К полю, на котором Женя работала, Васенка пришла уже по низкому солнышку, после дневных хлопот. Женя добирала Заозерский клин, за плугом, ныряя под пыльное облако, тащилась тяжелая железная борона; на остатней, узкой, еще не запаханной полосе поля грудились бабы, белея косынками, а кое-кто и кофтами и босыми ногами, благо — снизошла на землю настоящая летняя теплынь. Задиристый стукоток трактора услышала Васенка еще с проселочной дороги, и так ясно прослушивался он в теплом завечеревшем воздухе, что она даже приостановилась. Война стянула все моторы туда, где Красная Армия билась с врагом; поля давно попритихли; даже в страду они были тихи, носился над ними лишь птичий посвист да бабьи крики. С этой пустой тишиной как-то уже свыклись и ухо и душа, и ворвавшееся теперь в устоявшуюся тишину живое тракторное говоренье было как радость возвращенного довоенного дня. Даже чем-то большим был сейчас для Васенки этот отчетливый голос работающего трактора: был и памятью, и ожиданием, теперь уже верным ожиданием другой поры, когда на семигорскую землю вернутся сила и надежность, отозванные в другие края войной.
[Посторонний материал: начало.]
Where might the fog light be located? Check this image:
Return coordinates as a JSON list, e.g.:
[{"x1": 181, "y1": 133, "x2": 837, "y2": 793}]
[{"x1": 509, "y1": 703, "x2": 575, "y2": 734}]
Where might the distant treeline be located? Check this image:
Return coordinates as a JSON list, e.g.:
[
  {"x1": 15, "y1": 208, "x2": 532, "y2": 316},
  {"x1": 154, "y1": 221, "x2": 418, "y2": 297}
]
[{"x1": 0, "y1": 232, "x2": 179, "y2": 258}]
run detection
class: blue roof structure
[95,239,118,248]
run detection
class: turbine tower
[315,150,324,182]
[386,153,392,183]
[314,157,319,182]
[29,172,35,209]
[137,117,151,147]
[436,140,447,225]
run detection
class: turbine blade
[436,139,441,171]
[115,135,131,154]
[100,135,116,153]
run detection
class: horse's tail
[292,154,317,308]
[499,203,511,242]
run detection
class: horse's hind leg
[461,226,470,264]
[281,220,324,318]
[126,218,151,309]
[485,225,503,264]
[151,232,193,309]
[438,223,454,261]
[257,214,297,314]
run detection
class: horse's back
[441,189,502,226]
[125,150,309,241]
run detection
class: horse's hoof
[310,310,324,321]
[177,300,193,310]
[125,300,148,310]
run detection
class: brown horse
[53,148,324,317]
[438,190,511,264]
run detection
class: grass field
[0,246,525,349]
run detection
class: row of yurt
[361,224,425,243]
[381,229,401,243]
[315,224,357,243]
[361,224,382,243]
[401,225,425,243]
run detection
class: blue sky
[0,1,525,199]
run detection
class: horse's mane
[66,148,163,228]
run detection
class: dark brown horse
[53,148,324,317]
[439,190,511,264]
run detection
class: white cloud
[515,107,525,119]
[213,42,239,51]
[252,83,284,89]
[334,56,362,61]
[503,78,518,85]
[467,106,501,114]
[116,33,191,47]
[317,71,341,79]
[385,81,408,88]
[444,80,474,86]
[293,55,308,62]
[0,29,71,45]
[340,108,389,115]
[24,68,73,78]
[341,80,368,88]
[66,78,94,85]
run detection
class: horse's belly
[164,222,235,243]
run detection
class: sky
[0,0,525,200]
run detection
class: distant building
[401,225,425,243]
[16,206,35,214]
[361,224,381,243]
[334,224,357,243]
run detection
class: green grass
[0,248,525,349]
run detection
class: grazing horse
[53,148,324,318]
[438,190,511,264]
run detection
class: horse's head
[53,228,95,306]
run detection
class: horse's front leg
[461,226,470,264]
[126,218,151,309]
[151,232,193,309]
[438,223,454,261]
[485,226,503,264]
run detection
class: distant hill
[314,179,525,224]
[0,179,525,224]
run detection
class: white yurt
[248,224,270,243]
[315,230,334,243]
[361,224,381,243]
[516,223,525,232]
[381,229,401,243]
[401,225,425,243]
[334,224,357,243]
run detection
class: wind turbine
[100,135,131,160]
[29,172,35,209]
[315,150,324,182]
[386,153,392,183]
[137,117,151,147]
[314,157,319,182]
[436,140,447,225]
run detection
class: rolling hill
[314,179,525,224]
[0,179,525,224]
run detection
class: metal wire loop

Васенка шла к бабам, тоже, видно, обрадевшим от моторного гуда и ожидавшим, когда Женя допашет последнюю полосу. Все были в возбуждении, и, когда что-то звякнуло утробным звуком, и натужный четкий стукоток вдруг оборвался, и трактор осел в землю большими железными колесами, бабы без команды, дружно, ринулись на пашню. Плохо понимая, почему Женя остановилась, они, как муравьи, с трех сторон облепили трактор, на все голоса крича:

— Давай, Женя, жми! Помогаем!..

В старании они тужились, пока Женя не встала над ними, не закричала сиплым, давно сорванным голосом:

— Да что вы, бабы, очумели?! Этакую силу сдвинуть!.. — Завидев подходившую Васенку, сорвала с головы косынку, хлестнула запальчиво по колену, завинилась криком: —Всё, Васка! Напрочь встал мой Сивка — нутро у его порвало!

В наступившей тишине Васенка слышала, как булькает в горячем моторе вода. Потом услышала жаворонка в чистом закатном небе, увидела испуганные глаза баб. И, зная, что пугаться уже нечего, сказала, успокаивая:

— Всё, бабоньки. Ты, Женя, сделала больше, чем нам мечталось. Слезай-ка к нам, боевая наша подружка, поклонюсь тебе!

Женя вытирала косынкой лицо, слушала необычные слова, недоверчиво косилась на Васенку, спросила для верности:

— А трактор? Не осилим с поля стащить.

— А надобно ли? Здесь, в борозде, и побудет. И борону с лямками рядом поставим. Мужики придут, пусть видют, каково нам без них-то было!

Так сказала Васенка, а про себя — то ли от жаворонка, слышного в небе, то ли от счастливой веры, ныне вошедшей в ее сердце, не пугаясь греха, подумала: «Не кому другому — тебе, Макарушка, придется убирать эту память. А прежде наглядишься да еще и повинишься за то, что так долго по чужим краям ходил!»